The Highborn must have heard something. He turned, with his servos whining. Then he brought up his arm as the hand-cannon boomed.

Neutraloids screamed. Neutraloids lost fist-sized pieces of flesh as the .55 caliber bullets shredded them. Yet they kept coming, and three of them gripped vibroknives, finally have learned to hang onto them.

The neutraloids grappled with the armored Highborn. He squeezed the head of one, killing it. Then vibroknives entered his armor, and one smashed into his guts. He staggered, and he crashed onto the deckplates.

The remaining neutraloids howled with glee. Then the three grinned down at the fallen Highborn.

“Fools,” the Highborn said.

One of the neutraloid slapped his chest. “I am Heydrich Hanson.” He couldn’t say more. Instead, Hanson screamed in high-pitched rage. So did the others.

They tore the last Highborn before the fusion cores out of his armor. They tore him out and began to beat him to death.

-20-

“It’s too late, Commodore,” the targeting officer said. “If the Doom Star hadn’t rotated to a relatively undamaged particle-shield, we would have killed it. Unless the cyborgs are going to do something…”

Blackstone stared down at the map-module. On the holographic display, two huge Doom Stars appeared like vast planets. They moved into position above and below the most damaged Doom Star. Blackstone gripped the map-module’s steel-gleaming sides and willed the first Doom Star to die. What had happened to the cyborgs and their stealth attacks? He had five battleships left and one missile-ship. He couldn’t lose an entire SU Battlefleet and not even kill a single Doom Star. Were the Highborn that much better than regular humans and cyborgs?

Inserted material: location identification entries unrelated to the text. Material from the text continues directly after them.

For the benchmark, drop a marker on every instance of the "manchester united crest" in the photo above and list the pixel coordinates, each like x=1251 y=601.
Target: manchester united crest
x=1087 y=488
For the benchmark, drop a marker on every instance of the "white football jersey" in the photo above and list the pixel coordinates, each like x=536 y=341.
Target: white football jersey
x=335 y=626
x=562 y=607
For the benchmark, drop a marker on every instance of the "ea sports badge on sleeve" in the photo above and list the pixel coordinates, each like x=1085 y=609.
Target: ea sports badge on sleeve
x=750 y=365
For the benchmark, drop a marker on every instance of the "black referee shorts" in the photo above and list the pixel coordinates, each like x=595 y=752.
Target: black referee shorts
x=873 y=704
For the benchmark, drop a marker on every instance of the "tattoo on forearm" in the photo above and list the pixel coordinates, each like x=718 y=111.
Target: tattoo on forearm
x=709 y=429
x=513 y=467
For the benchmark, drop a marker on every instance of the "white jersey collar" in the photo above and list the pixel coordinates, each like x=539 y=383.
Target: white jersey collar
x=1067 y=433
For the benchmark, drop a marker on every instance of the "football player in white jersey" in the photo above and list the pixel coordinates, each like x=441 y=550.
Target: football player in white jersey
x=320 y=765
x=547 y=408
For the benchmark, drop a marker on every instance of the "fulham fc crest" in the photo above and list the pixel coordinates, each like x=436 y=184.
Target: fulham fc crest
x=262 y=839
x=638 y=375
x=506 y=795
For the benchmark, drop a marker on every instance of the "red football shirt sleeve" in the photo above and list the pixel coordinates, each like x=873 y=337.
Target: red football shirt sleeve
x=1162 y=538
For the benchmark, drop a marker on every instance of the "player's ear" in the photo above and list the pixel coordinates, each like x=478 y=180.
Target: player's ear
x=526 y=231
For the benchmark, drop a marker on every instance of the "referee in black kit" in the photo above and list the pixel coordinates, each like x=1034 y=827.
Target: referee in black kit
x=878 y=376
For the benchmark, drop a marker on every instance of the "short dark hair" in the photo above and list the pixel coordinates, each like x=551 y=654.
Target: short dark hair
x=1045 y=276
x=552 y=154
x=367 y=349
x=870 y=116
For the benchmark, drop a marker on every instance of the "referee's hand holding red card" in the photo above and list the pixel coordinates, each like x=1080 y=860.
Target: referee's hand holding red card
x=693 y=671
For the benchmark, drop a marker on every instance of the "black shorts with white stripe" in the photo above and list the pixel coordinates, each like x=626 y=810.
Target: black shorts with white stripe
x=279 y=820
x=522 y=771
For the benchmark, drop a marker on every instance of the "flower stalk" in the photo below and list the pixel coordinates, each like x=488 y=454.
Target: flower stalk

Blackstone’s gut churned with the knowledge of defeat. He had been given the solemn task of halting the Highborn, and he had failed miserably and totally. The Solar System belonged to the Highborn. The genetic super-soldiers would rule. The question now was how to die. Should he charge with the remnants of his fleet? Or should he take these last vessels and run to try to fight another day?

“Sir,” the communications officer whispered. “I’ve decrypted a strange message.”

“What is it?” Blackstone asked listlessly.

“The Highborn are broadcasting it openly, sir,” the communications officer said. “I think you should see this.”

“Put it on the map-module,” Blackstone said.

The images of the space battle wavered and Blackstone frowned. It looked like a cyborg in a fusion reactor area. The cyborg used a laser, beaming into delicate equipment.